When he saw me Knudson moved away from his group and lifted his chin at an angle. When I was near enough to hear his low voice: “What did she say? Co-operate with us?”

“I didn’t see her. She was locked in the room with her husband.”

His nostrils flared in a private nasal sneer, not intended for me. “I’ve got our radio cars out looking for Reavis. You could be a help, since you know him to see.”

“It’s a little off my beat, isn’t it?”

“You be the judge of that.” His shoulders rose and fell in a muscular slow-motion shrug. “It seems to me there’s a certain responsibility—?”

“Maybe so. Can you get me a lift into town? Not with Franks.”

“Sure.” He turned to the photographer, who was kneeling by the body. “Just about finished, Winowsky?”

“Yeah.” He threw back the blanket. “A couple more shots of the stiff. I want to do her justice, my professional honor demands it.”

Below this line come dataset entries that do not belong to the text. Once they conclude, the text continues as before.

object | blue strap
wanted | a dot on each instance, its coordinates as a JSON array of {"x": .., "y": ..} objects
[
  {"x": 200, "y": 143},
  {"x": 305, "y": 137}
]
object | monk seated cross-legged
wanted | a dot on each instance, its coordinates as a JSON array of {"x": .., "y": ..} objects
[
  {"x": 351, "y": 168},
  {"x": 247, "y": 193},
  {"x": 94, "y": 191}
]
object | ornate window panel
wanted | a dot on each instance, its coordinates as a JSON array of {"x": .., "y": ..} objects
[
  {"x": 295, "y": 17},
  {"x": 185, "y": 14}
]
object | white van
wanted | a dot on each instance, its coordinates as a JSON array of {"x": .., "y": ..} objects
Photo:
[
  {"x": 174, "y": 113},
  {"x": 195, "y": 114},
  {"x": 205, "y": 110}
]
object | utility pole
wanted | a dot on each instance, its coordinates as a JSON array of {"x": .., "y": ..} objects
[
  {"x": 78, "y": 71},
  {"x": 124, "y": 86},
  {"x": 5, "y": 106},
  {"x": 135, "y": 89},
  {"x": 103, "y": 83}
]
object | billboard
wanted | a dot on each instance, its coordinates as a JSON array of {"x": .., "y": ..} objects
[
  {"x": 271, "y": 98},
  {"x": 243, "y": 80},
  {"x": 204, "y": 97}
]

“You take Mr. Archer into town with you.”

“Yeah.”

He stood over the body in a crouching position and flashed the bulb attached to the top of his camera. The white magnesium light drew the dead face from the shadows and projected it against the night. The freckles grew like acne on the lime-white skin. Bulbous and white, like deepsea life, the foam bulged from the nostrils and gaping mouth. The open green eyes gazed up in blank amazement at the dark sky moving between the darker mountains.

“Once more,” the photographer said, and stepped across the body. “Now watch the birdie.”

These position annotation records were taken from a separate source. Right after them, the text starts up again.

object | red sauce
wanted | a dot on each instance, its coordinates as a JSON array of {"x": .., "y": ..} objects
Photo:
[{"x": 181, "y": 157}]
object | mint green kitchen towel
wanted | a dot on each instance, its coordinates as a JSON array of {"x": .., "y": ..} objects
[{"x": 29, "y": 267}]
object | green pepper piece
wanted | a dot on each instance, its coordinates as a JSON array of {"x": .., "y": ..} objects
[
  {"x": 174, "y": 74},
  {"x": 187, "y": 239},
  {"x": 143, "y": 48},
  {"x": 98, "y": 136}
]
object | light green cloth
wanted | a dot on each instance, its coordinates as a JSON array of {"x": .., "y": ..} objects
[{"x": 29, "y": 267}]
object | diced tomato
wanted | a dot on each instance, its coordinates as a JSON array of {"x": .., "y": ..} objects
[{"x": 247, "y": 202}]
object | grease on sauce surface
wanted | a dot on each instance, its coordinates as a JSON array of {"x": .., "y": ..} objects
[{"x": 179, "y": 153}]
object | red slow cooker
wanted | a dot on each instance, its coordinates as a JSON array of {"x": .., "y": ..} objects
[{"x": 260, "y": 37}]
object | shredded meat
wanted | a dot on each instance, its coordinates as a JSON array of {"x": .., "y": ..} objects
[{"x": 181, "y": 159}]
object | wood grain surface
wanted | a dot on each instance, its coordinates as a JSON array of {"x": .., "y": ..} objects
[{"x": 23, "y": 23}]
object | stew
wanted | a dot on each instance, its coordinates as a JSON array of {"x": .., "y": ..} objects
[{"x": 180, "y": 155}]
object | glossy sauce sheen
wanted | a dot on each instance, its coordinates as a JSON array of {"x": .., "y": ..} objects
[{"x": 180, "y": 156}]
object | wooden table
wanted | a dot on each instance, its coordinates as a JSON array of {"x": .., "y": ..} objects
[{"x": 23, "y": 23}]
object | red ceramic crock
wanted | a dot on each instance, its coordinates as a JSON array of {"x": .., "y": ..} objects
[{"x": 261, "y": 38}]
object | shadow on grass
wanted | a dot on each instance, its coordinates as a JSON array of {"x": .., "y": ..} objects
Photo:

The white light flashed again on the unmoving face.

Chapter 9

The building was pink stucco, big and new and ugly. It had a side entrance with “Romp Room” lettered above it in red neon. The wall was blind except for the door and a couple of round screened ventilators. I could hear the noise of the romping from the outside: the double-time beat of a band, the shuffling of many feet. When I pulled the heavy door open, the noise blasted my ears.

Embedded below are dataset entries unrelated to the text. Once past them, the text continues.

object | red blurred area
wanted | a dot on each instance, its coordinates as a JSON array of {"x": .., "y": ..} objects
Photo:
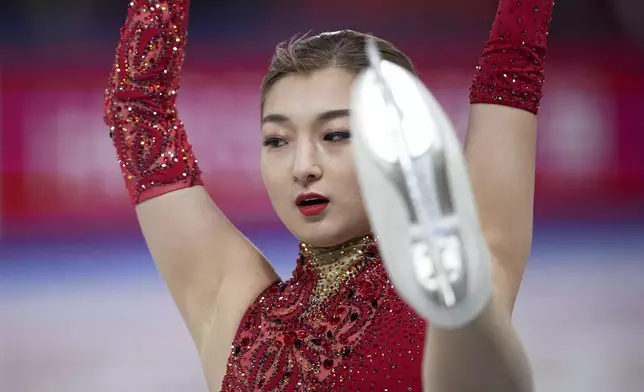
[{"x": 58, "y": 162}]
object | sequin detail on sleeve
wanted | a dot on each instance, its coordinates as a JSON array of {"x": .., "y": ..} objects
[
  {"x": 140, "y": 100},
  {"x": 510, "y": 70},
  {"x": 336, "y": 326}
]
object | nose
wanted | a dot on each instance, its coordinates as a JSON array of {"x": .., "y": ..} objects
[{"x": 306, "y": 168}]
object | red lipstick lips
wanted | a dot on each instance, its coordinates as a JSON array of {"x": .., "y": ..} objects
[{"x": 311, "y": 204}]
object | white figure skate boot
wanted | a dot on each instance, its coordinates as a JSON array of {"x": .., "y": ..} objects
[{"x": 416, "y": 190}]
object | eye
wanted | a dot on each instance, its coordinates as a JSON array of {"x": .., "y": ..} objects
[
  {"x": 273, "y": 142},
  {"x": 337, "y": 136}
]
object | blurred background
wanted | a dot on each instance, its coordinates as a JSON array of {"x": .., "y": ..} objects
[{"x": 82, "y": 307}]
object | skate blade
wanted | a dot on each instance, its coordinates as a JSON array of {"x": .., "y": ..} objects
[{"x": 438, "y": 262}]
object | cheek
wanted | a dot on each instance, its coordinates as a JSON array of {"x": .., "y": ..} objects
[{"x": 274, "y": 179}]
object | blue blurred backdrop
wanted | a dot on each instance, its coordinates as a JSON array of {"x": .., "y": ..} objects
[{"x": 81, "y": 304}]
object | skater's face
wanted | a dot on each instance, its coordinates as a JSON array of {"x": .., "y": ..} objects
[{"x": 306, "y": 149}]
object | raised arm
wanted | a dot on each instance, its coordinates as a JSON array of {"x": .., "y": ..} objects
[
  {"x": 487, "y": 355},
  {"x": 501, "y": 137},
  {"x": 212, "y": 270}
]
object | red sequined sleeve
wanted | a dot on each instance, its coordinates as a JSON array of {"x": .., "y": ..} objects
[
  {"x": 140, "y": 100},
  {"x": 510, "y": 70}
]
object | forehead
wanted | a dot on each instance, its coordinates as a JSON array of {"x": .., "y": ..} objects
[{"x": 301, "y": 96}]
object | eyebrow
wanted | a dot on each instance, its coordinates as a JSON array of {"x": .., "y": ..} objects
[{"x": 320, "y": 118}]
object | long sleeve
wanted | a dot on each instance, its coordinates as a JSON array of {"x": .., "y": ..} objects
[
  {"x": 140, "y": 100},
  {"x": 510, "y": 70}
]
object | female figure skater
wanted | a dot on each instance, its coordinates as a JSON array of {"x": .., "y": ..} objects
[{"x": 339, "y": 324}]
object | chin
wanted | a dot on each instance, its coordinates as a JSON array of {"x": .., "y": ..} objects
[{"x": 328, "y": 234}]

Most of it came from the platform at the rear end of the room, where a group of young men in white flannels were maltreating a piano, a guitar, a trombone, a trumpet, drums. The piano tinkled and boomed, the trombone brayed, the trumpet squawked and screeched. The guitar bit chunks from the chromatic scale and spat them out in rapid fire without chewing them. The drummer hit everything he had, drums, traps, cymbals, stamped on the floor, beat the rungs of his chair, banged the chrome rod that supported the microphone. The Furious Five, it said on his biggest drum.

The rest of the noise came from the booths that lined three walls of the room, and from the dance-floor in the middle where twenty or thirty couples whirled in the smoke. The high titter of drunk and flattered women, the animal sounds of drunk and eager men. Babel with a wild jazz obbligato.